At the Farmers Market, as usual I was looking for something fresh and seasonal for dinner. I was at the Downtown Summerlin Farmers Market, strolling through the Intuitive Forager indoor produce market and Stu, the Produce Manager (and my go to guy for recipes) had introduced me to the Fava beans. These favas, while a little work, are fresh but warm and creamy, and they are a go. Tagliatelle (fresh if I can find it), is Stu’s suggestion for a pasta and we turn to Bonnie for advice on the mushrooms. The morels are beautiful, but better with a red meat (and I admit to being a little intimidated by them). We determine to go with the Chanterelles.
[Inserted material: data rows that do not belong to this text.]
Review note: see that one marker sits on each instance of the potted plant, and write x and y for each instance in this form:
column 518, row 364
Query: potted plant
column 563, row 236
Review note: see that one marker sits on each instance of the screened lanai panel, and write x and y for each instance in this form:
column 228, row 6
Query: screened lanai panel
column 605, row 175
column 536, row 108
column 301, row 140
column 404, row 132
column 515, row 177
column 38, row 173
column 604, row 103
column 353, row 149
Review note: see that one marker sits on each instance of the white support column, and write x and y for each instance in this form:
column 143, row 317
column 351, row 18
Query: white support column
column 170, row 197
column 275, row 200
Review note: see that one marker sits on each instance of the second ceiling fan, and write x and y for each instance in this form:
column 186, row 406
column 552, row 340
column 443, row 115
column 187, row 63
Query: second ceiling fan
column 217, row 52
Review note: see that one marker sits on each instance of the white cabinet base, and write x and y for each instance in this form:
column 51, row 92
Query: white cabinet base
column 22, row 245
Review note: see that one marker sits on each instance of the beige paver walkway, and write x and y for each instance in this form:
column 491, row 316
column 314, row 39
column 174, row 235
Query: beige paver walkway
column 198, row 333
So favas, chanterelles, in maybe a carbonnara or a little Burrata….? Maybe not so creamy, perhaps a little lemon or chicken stock and a little wine. Stu pulls fresh thyme and a branch of fresh pink peppercorns for me, my basket is full and I am off to put together this creation. First, to choose the wine, since we need to have it ready to include in the dish.
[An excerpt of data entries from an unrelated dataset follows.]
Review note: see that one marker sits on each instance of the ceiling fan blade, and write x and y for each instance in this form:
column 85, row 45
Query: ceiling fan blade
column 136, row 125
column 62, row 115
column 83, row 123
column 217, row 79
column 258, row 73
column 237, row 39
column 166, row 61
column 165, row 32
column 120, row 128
Mushrooms & pinot noir are a classic. The earthiness of the two meld perfectly. But my dish really wants a white wine. Lighter, springier, but still with a bit of warmth. I find suggestions for pairing a lightly oaked Chardonnay with Chanterelles. Chanterelles have a symbiotic relationship with oak trees. The mushrooms tap into the tree roots for nourishment and in turn provide the tree with minerals. So the oak on the wine and the oak in the mushrooms seem symbiotic for our pairing. Luckily, I had a 2012 Riverbench Estate Chardonnay from the Santa Maria Valley AVA in Santa Barbara. We picked this wine up when we did a Vineyard tour at Riverbench with the Vineyard Manager Rawley Hermreck, last year during the Santa Barbara Key to Wine Country Weekend. Enjoying a wine pulled from vineyards that we had walked through should just enhance the experience.
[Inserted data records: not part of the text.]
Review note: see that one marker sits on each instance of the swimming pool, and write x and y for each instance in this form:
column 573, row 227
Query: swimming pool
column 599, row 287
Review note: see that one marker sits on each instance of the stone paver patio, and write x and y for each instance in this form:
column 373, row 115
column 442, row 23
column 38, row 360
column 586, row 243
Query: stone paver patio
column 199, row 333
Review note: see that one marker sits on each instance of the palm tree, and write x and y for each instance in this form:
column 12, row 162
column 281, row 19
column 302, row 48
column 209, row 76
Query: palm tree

I was going through our wine selection trying to find a wine that I could find a great pairing to go with. So I went through our Tablas Creek Wines. The great thing about Tablas is that they have a vintage chart on their site, so you can see which wines are ready to drink. Tablas Creek does mostly Rhone varieties in the French style, so most of their wines are meant to age. I found a 2012 Esprit de Tablas Blanc in the rack in the dining room that was ready to drink and found a recipe and pairing ideas on the Tablas site (yep, they usually have one or 2 recipes to pair with each of their wines, as well as some additional suggestions…it’s really foodie heaven).
There was a fish with fennel recipe and suggestions for citrus avocado salad, fish with tropical salsa and Mussels or clams cooked in butter and wine. We determined we would do the citrus avocado salad, fish with tropical salsa and the clams.